In the cleavage of ethanol in the prereformer, ethanol is reacted with water to give methane, carbon monoxide, carbon dioxide and hydrogen. Carbon monoxide can in turn be reacted with water to give carbon dioxide and hydrogen. The direct dehydration of ethanol to ethene and water should very substantially be prevented, just like the formation of carbon.

It has been found in accordance with the invention that a catalyst which comprises platinum on a support comprising a mixture of ZrO2 and CeO2 is particularly suitable for steam prereforming of ethanol.

Preference is given to using ZrO2 and CeO2 in the form of a mixed powder or of a coprecipitate, such that no specific mixed oxide or redox mixed oxide is present, but rather ZrO2 and CeO2 alongside one another, in contrast to, for example, the cited reference from Applied Catalysis b, according to which a mixed oxide is obviously used.

In one embodiment of the invention, the catalyst comprises preferably from 0.1 to 5% by weight of platinum, based on the overall catalyst, and the weight ratio of CeO2 to ZrO2 is from 1:2 to 1:7.

The amount of platinum is more preferably from 0.15 to 1% by weight, especially from 0.2 to 0.5% by weight, especially about 0.25% by weight. The weight ratio of CeO2 to ZrO2 is more preferably from 1:3 to 1:6, especially from 1:4 to 1:5, especially about 1:4.5.

In another embodiment of the invention, the amount of platinum is preferably from 0.1 to 0.5% by weight, more preferably from 0.15 to 0.5% by weight, especially from 0.2 to 0.5% by weight, based on the total weight of the catalyst.
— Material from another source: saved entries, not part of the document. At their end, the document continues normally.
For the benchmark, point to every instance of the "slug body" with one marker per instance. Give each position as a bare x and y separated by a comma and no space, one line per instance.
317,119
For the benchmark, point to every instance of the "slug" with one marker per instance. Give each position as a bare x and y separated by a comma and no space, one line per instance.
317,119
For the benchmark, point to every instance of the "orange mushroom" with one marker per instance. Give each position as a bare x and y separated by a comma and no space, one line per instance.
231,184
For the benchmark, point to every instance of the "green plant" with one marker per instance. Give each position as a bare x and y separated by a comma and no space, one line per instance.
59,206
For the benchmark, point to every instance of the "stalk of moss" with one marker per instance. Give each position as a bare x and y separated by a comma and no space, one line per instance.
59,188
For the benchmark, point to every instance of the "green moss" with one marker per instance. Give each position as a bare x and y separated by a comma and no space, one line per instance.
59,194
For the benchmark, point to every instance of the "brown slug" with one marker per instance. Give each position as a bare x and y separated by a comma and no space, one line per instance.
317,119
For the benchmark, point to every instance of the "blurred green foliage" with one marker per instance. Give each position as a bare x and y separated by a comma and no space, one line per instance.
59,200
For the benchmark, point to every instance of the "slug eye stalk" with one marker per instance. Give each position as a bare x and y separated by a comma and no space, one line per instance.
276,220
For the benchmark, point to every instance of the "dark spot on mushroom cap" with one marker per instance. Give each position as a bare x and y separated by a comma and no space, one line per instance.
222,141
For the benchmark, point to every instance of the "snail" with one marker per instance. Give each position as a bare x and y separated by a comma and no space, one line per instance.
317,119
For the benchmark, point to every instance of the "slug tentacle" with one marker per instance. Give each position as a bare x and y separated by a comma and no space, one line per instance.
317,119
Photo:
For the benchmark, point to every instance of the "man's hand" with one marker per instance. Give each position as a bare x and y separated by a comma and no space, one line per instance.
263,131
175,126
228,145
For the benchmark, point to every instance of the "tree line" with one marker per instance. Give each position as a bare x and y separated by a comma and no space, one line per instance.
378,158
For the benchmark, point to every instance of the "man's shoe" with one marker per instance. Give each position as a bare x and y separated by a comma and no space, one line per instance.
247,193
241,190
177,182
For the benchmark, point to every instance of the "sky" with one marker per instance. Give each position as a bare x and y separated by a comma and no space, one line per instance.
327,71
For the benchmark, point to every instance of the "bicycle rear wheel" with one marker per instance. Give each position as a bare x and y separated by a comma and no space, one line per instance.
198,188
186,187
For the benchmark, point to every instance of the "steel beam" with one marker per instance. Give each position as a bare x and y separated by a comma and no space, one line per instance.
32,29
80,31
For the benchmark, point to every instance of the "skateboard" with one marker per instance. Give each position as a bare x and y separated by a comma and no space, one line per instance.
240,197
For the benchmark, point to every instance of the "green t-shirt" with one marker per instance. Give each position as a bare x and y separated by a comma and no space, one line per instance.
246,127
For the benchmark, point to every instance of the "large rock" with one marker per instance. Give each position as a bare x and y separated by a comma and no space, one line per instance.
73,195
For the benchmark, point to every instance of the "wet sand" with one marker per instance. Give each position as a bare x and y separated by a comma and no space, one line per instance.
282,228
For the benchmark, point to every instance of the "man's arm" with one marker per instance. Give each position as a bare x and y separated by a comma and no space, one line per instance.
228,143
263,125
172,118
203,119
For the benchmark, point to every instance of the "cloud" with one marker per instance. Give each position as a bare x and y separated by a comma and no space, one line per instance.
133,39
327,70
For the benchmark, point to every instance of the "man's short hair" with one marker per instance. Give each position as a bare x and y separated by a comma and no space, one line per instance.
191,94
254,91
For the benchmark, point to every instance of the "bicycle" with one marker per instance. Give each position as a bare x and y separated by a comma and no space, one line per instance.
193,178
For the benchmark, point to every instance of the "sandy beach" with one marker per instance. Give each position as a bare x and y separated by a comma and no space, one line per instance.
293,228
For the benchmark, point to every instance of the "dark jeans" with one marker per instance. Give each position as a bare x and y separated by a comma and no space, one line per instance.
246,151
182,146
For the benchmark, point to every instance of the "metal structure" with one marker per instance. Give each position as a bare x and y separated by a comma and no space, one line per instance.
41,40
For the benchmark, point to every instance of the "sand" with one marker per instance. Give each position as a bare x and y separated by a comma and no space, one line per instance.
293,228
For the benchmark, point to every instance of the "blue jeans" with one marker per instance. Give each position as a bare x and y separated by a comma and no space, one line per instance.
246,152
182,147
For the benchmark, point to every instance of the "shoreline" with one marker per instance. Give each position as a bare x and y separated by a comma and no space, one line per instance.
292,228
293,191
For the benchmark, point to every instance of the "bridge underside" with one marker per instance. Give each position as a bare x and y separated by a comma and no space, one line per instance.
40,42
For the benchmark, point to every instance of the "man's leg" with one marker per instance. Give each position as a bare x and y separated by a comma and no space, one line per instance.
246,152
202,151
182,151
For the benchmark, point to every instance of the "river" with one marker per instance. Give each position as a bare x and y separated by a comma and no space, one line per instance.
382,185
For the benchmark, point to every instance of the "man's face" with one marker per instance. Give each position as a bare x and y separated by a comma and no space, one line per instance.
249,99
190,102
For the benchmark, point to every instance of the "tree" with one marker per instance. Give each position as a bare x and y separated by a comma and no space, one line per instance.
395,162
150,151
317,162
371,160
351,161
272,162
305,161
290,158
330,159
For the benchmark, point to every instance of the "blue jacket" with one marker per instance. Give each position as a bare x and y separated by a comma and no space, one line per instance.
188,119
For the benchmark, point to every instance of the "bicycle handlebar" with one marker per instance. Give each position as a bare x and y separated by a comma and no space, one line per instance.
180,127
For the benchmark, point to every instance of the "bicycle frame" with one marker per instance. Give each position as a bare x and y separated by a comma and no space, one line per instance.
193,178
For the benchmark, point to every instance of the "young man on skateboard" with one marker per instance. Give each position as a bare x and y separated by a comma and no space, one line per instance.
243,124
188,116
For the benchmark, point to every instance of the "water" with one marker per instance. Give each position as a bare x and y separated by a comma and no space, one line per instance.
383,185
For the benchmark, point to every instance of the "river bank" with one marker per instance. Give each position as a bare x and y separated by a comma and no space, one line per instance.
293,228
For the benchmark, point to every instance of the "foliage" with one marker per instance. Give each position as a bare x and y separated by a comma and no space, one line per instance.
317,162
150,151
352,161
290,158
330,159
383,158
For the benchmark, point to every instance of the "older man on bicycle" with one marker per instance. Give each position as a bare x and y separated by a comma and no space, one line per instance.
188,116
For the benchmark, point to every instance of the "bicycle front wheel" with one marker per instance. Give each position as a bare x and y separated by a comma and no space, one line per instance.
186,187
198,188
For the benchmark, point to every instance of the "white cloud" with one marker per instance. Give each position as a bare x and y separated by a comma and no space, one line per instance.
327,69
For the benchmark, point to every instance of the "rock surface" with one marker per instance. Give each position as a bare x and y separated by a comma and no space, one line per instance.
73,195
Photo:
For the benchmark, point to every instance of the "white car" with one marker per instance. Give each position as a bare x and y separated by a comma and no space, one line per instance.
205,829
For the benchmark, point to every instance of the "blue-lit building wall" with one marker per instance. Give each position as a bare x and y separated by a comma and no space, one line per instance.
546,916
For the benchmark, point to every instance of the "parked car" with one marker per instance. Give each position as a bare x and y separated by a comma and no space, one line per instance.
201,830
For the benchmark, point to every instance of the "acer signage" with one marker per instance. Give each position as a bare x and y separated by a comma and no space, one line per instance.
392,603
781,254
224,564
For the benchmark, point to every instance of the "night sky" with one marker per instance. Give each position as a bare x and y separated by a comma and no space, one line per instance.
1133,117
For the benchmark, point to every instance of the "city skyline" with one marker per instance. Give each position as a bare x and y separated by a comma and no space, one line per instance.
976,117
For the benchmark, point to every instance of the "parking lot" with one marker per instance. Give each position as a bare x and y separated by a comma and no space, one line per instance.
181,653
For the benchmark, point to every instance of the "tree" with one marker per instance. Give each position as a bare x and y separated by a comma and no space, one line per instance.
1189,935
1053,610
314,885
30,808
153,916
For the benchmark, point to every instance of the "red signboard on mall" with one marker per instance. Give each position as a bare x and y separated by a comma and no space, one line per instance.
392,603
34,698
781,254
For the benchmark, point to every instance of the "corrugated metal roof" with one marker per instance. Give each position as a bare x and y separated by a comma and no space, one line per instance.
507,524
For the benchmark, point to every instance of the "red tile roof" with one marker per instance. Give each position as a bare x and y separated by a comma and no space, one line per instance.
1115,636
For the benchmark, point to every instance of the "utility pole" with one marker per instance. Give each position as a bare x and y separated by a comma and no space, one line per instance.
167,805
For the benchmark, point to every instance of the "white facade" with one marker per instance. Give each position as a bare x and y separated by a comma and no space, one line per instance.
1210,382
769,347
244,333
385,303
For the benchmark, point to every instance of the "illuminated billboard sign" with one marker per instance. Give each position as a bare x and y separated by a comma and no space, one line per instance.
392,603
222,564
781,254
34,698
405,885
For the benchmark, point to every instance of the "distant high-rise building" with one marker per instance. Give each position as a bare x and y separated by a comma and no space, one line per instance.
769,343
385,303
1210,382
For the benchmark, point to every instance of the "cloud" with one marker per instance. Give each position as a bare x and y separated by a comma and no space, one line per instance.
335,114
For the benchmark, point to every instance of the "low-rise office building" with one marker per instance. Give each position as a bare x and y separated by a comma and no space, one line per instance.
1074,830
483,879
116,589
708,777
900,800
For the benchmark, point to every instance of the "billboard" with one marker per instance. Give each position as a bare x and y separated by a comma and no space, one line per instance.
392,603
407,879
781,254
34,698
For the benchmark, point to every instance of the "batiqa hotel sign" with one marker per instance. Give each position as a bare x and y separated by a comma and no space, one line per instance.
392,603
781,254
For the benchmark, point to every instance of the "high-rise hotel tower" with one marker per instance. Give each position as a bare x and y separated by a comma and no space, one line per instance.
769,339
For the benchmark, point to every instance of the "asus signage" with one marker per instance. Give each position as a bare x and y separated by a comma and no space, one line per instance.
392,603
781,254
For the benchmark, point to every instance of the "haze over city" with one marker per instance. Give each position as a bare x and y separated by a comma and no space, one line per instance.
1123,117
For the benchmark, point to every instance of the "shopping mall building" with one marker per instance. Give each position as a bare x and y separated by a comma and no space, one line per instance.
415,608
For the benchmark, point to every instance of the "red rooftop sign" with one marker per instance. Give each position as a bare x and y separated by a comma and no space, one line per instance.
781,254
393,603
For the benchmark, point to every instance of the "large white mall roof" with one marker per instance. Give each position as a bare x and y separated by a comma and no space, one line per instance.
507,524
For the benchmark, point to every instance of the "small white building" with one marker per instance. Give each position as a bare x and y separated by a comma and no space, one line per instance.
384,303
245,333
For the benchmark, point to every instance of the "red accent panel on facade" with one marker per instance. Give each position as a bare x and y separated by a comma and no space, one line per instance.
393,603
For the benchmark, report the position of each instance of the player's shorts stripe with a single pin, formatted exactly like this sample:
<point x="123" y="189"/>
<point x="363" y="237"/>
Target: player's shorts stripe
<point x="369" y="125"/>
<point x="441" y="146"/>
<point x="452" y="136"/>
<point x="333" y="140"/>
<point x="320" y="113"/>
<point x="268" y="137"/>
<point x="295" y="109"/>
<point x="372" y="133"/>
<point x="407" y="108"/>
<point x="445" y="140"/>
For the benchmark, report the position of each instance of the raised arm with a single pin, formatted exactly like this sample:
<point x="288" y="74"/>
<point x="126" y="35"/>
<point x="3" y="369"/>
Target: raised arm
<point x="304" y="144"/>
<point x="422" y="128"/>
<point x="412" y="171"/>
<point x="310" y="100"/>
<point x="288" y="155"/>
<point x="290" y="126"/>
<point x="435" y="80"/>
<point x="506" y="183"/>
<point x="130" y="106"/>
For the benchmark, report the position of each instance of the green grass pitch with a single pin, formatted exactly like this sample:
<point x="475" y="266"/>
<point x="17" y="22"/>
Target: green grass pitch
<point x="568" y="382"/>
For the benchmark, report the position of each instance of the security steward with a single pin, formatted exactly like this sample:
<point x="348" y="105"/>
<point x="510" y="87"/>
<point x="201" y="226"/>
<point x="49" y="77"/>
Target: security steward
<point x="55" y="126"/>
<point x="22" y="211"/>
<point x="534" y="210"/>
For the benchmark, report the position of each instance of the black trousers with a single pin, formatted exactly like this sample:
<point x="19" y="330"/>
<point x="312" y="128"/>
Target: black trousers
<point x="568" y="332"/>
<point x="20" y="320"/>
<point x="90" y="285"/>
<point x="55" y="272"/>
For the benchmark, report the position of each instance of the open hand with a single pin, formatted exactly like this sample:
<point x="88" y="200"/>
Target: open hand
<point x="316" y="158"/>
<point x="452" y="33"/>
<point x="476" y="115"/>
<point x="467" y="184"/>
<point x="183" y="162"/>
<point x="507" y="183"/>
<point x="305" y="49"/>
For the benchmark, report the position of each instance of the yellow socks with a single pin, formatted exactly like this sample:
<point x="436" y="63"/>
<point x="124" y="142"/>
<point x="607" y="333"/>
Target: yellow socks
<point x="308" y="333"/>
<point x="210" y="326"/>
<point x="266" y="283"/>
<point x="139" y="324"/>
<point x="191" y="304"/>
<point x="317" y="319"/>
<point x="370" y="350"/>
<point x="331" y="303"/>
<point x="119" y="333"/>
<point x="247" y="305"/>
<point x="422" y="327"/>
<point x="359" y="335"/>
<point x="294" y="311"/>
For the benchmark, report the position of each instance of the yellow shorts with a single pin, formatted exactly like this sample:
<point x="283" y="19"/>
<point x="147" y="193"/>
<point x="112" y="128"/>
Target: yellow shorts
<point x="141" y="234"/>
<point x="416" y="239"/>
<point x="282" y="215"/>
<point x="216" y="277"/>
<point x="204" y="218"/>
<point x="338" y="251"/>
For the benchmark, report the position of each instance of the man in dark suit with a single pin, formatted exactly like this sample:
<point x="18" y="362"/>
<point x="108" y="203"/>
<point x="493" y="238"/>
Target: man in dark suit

In this case, the weight ratio of CeO2 to ZrO2 can generally be selected freely. Preferably, a weight ratio of CeO2 to ZrO2 as described above is present.

The catalyst may comprise exclusively ZrO2 and CeO2 as the support material. In addition, the catalyst may comprise exclusively platinum as the active metal, such that it consists of platinum, ZrO2 and CeO2, apart from assistance.

The catalyst has preferably been doped with from 0.01 to 10% by weight, more preferably from 1 to 8% by weight, especially from 3 to 6% by weight, based on the total weight of the catalyst, of at least one rare earth metal oxide. The rare earth metal is preferably lanthanum, yttrium or praseodymium. It is more preferably lanthanum.

When the catalyst is subjected to shaping, for example by extrusion or tableting, the catalyst preferably additionally comprises from 3 to 20% by weight, more preferably from 5 to 15% by weight, especially from 7 to 12% by weight, based on the total weight of the catalyst, of Al2O3.

The BET surface area of the oxidic powder used to prepare the support is preferably from 50 to 150 m2/g, more preferably from 70 to 110 m2/g. In the case of addition of Al2O3, the BET surface area is preferably increased by about 10 m2/g. The total area of the pores in the finished catalyst is preferably from 60 to 120 m2/g, more preferably from 70 to 110 m2/g, especially from 80 to 95 m2/g.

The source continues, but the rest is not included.